The prefixes are PRODCELL and TESTCELL,
respectively. The TEST1 user ID should have access
to both roles, but only in the test environment TESTCELL.
If you wanted to deploy the same application in both cells, you
must define distinct profiles using a RACF (or
equivalent security subsystem) as follows.
If RACF is used as your security server, enable
this by issuing the following commands:
/* the EJBROLE class must be active, this step is done by the customization dialogs */
SETROPTS CLASSACT(EJBROLE)
/* first define the roles in RACF */
RDEFINE EJBROLE PRODCELL.juniorTellers UACC(NONE)
RDEFINE EJBROLE PRODCELL.seniorTellers UACC(NONE)
RDEFINE EJBROLE TESTCELL.juniorTellers UACC(NONE)
RDEFINE EJBROLE TESTCELL.seniorTellers UACC(NONE)
/* permit the appropriate users and groups to the various roles */
PERMIT PRODCELL.juniorTellers CLASS(EJBROLE) ID(JTELLER BANKADM) ACCESS(READ)
PERMIT PRODCELL.seniorTellers CLASS(EJBROLE) ID(STELLER BANKADM) ACCESS(READ)
PERMIT TESTCELL.juniorTellers CLASS(EJBROLE) ID(TEST1) ACCESS(READ)
PERMIT TESTCELL.seniorTellers CLASS(EJBROLE) ID(TEST1) ACCESS(READ)
/* refresh the EJBROLE class in RACF *
SETROPTS RACLIST(EJBROLE) REFRESH"
Grouping EJBROLES (GEJBROLE)
The SAF interface also supports a grouping class for the EJBROLE
class. This grouping class is called GEJBROLE. It is particularly
useful when you have a need to give access to the same users or groups
for several roles.
The GEJBROLE grouping class provides a capability not natively
available in other Java EE servers. Using the Java EE security model, if there are several
components or applications that use different role names for similar
functions, such as Hire, Promote, or GrantPayraise for managerial
functions, there are several options:
- Adjust the application deployment descriptors so that they conform
to the roles already defined in the enterprise, such as managers.

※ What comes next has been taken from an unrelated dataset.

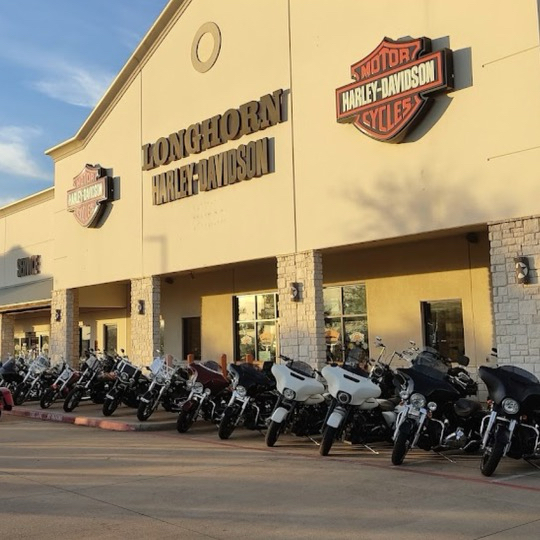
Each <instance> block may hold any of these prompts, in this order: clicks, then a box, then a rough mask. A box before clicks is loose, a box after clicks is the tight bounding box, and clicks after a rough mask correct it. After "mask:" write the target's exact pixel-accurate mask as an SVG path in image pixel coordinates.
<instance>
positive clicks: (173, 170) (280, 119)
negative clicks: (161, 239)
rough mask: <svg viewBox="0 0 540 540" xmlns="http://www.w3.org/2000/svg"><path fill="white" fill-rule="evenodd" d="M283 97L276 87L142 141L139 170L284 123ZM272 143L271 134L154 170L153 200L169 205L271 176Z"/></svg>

This process is time consuming and error prone especially because
it might require a readjustment of the deployment descriptor each
time the application is changed or reinstalled.

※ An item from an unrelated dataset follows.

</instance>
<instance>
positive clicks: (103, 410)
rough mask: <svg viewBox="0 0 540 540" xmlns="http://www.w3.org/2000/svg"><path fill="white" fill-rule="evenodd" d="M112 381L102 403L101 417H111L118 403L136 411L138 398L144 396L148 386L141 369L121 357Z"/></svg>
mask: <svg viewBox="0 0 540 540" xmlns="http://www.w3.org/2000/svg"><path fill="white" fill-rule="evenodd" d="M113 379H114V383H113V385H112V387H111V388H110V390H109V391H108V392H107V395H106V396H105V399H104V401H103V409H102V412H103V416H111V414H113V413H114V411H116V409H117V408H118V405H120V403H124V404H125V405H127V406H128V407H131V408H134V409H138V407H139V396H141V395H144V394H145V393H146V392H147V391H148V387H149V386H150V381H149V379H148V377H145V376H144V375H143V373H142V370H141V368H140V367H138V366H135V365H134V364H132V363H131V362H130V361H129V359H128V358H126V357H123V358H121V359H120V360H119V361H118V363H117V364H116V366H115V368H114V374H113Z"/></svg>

- Define the EJBROLE profiles for each of the roles that are required
by the application. Then, permit users and groups to access these
roles. This process might be extensive for the administrator because
the same users and groups might have permissions for several different
profiles with similar meanings.
- Use the grouping class to avoid the worst issues with the other
two options. You must still define EJBROLE profiles for each of the
roles required by the application. Instead of permitting all of the
same users and groups to use the new profiles, create a profile, such
as supervisors, in the grouping class and add all of the new EJBROLE
profiles to it. You can give permission in one place to every user
and group that needs access to these roles, such as the supervisors
profile. You can further avoid administrative work by adding the existing
EJBROLE profile (Managers) to the grouping class profile (Supervisors).

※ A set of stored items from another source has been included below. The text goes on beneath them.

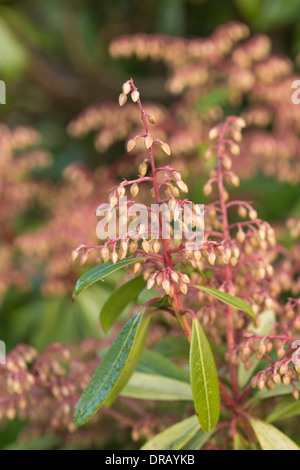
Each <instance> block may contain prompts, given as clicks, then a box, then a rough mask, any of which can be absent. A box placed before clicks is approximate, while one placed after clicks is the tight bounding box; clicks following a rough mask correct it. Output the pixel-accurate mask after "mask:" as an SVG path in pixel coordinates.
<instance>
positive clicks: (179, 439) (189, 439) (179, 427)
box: [141, 416, 200, 450]
mask: <svg viewBox="0 0 300 470" xmlns="http://www.w3.org/2000/svg"><path fill="white" fill-rule="evenodd" d="M199 430H200V426H199V423H198V419H197V416H191V417H190V418H187V419H184V420H183V421H180V422H179V423H176V424H174V425H173V426H170V427H169V428H167V429H165V430H164V431H162V432H160V433H159V434H156V436H154V437H153V438H152V439H150V440H149V441H148V442H146V444H144V445H143V447H142V448H141V450H182V449H185V445H186V444H187V443H188V442H189V441H190V440H191V439H192V438H193V437H194V436H195V434H196V433H197V432H198V431H199Z"/></svg>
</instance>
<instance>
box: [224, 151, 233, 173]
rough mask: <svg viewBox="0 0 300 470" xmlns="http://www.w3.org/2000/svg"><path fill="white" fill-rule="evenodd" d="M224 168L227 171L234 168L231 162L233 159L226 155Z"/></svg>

Considerations when implementing GEJBROLES:
- Plan organizational role profiles in the RACF class
GEJBROLEs.
- Create the access list by permitting user groups to the GEJBROLE
profiles, then add roles to the GEJBROLE profiles.
- A GEJBROLE with only one EJBROLE is OK.
- Do not use a mixture of EJBROLE and GEJBROLE for permitting users
to roles.
- If possible, permit users to GEJBROLE profiles only.
- Generally use GEJBROLE in preference to EJBROLE.